Wali Kota menegaskan bahwa kesejahteraan PPPK merupakan prioritas pemerintah daerah karena mereka memiliki peran penting dalam menjalankan pelayanan publik di berbagai sektor.
“Kami tidak ingin persoalan ini berlarut-larut.
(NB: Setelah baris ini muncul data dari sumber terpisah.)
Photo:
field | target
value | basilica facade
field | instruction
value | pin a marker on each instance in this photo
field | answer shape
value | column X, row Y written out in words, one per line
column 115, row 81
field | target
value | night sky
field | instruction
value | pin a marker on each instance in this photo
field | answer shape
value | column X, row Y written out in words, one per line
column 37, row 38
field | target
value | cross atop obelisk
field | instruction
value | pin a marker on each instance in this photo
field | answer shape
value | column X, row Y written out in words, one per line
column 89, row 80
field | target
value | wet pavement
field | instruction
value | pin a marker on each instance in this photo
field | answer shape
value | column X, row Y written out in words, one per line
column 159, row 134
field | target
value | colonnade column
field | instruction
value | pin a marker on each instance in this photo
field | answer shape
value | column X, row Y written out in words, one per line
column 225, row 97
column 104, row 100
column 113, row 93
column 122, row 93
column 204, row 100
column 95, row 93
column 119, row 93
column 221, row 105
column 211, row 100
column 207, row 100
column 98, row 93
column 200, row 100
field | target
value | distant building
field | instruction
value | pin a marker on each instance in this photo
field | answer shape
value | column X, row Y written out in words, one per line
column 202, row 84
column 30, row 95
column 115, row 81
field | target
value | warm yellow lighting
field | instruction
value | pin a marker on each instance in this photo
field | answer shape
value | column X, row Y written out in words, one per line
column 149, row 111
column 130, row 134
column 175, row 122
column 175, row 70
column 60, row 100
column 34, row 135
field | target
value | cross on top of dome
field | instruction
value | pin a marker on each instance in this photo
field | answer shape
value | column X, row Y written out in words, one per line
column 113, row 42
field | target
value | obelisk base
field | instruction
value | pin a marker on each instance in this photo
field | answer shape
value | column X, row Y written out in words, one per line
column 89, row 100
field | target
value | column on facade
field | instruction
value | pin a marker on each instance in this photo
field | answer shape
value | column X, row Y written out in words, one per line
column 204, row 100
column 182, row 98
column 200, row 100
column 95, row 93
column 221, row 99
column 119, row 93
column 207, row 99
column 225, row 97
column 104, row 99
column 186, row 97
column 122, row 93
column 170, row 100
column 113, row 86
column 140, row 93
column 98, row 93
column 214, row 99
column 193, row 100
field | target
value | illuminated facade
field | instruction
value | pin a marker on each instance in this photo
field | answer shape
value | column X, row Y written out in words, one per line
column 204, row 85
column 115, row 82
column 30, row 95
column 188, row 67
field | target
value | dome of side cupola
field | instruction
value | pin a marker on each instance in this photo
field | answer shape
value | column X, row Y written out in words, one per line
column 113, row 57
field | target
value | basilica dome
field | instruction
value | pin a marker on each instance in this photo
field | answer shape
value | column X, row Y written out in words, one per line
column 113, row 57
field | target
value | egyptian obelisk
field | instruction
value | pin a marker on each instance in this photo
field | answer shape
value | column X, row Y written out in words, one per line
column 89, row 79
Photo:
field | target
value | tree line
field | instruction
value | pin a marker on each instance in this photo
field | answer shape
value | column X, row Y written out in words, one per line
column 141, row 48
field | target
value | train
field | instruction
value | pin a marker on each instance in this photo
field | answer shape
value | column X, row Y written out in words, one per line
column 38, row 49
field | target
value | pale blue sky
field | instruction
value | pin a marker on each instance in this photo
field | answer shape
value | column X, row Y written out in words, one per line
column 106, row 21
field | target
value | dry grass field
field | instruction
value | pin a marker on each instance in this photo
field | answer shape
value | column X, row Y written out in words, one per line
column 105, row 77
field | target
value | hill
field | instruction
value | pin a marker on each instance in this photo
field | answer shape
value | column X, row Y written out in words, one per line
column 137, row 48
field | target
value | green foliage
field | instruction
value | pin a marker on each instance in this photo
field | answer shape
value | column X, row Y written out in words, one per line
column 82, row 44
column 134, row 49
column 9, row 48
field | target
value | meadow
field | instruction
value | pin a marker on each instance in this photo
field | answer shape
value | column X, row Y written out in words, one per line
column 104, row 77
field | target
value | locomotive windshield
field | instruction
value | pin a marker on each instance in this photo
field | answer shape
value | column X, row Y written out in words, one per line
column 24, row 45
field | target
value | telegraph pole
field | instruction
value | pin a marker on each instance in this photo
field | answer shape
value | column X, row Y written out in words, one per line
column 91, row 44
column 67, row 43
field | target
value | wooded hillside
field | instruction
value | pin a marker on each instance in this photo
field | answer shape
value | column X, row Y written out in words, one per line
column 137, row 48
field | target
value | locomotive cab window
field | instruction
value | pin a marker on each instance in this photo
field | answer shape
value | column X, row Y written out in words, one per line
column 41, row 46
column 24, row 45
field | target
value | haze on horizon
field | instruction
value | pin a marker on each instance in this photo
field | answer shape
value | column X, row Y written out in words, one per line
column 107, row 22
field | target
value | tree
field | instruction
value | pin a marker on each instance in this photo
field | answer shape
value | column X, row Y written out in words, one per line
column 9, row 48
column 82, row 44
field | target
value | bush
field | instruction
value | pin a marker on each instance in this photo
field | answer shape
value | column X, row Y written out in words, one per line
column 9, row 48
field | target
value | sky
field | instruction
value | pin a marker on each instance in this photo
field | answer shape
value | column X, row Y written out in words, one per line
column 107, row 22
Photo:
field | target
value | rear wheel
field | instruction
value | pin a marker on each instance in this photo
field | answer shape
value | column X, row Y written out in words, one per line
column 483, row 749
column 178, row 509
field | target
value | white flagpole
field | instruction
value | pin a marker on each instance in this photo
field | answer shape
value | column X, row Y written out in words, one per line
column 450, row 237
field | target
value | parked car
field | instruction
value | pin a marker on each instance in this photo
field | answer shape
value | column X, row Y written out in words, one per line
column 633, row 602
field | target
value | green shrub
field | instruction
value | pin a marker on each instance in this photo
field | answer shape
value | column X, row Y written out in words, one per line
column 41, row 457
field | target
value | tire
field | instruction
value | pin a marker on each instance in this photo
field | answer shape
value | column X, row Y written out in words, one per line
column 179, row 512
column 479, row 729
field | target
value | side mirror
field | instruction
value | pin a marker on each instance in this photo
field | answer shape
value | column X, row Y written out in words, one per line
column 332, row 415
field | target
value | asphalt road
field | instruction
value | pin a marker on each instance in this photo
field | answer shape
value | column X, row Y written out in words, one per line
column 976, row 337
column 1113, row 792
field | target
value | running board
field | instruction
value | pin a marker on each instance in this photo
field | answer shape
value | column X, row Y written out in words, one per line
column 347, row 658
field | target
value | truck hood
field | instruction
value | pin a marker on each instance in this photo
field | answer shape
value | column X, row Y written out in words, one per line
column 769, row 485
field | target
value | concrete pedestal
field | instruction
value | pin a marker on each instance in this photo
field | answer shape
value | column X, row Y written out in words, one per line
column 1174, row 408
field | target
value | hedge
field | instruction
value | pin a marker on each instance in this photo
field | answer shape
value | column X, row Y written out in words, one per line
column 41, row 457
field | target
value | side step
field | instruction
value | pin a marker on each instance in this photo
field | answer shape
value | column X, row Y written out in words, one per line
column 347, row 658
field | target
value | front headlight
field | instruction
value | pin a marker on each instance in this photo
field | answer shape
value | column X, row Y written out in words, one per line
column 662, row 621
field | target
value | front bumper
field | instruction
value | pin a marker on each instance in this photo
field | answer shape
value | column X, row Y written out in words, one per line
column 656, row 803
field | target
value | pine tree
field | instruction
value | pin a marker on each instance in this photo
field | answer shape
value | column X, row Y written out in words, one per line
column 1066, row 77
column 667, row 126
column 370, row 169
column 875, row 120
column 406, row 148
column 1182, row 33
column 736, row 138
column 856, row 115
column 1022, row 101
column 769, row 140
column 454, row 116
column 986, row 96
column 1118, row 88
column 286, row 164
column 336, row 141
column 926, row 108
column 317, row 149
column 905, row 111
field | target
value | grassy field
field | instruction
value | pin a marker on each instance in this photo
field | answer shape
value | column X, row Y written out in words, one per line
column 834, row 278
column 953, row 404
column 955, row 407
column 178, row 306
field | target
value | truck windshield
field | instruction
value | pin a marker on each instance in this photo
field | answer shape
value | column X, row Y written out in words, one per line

Setelah berkoordinasi langsung dengan Kemendagri, saya meminta BPKD segera menyusun langkah konkret dalam waktu 1×24 jam agar seluruh mekanisme yang diperlukan dapat segera ditindaklanjuti sesuai ketentuan yang berlaku,” tegas Sayuti
Koordinasi yang dilakukan dengan Kemendagri menjadi bagian dari upaya Pemerintah Kota Lhokseumawe memperoleh arahan teknis dan solusi terbaik terkait mekanisme pembayaran gaji PPPK serta keberlanjutan status kontrak mereka, sehingga tidak bertentangan dengan regulasi yang berlaku.
Pemerintah Kota Lhokseumawe juga berkomitmen terus berkoordinasi dengan pemerintah pusat agar seluruh hak PPPK dapat dipenuhi secara optimal tanpa mengabaikan aspek tata kelola keuangan daerah.
Langkah cepat yang diambil Wali Kota mendapat perhatian positif karena menunjukkan komitmen pemerintah daerah dalam memberikan kepastian bagi ratusan PPPK yang selama ini menantikan kejelasan terkait hak dan masa depan pekerjaan mereka.
Dengan instruksi penyusunan langkah dalam waktu 1×24 jam, diharapkan solusi konkret segera lahir sehingga pembayaran gaji dan kelanjutan kontrak PPPK di Kota Lhokseumawe dapat segera direalisasikan sesuai ketentuan yang berlaku.
Pertemuan tersebut dihadiri oleh, Zahniar, S.Sos., M.A.P, Plh. BKPSDM Kota Lhokseumawe, Teguh Heriyanto, S.STP., MSP Kepala BPKD Kota Lhokseumawe, Mahadir, SH dan Mulkan, ST Kabag Umum Pemerintahan Kota Lhokseumawe.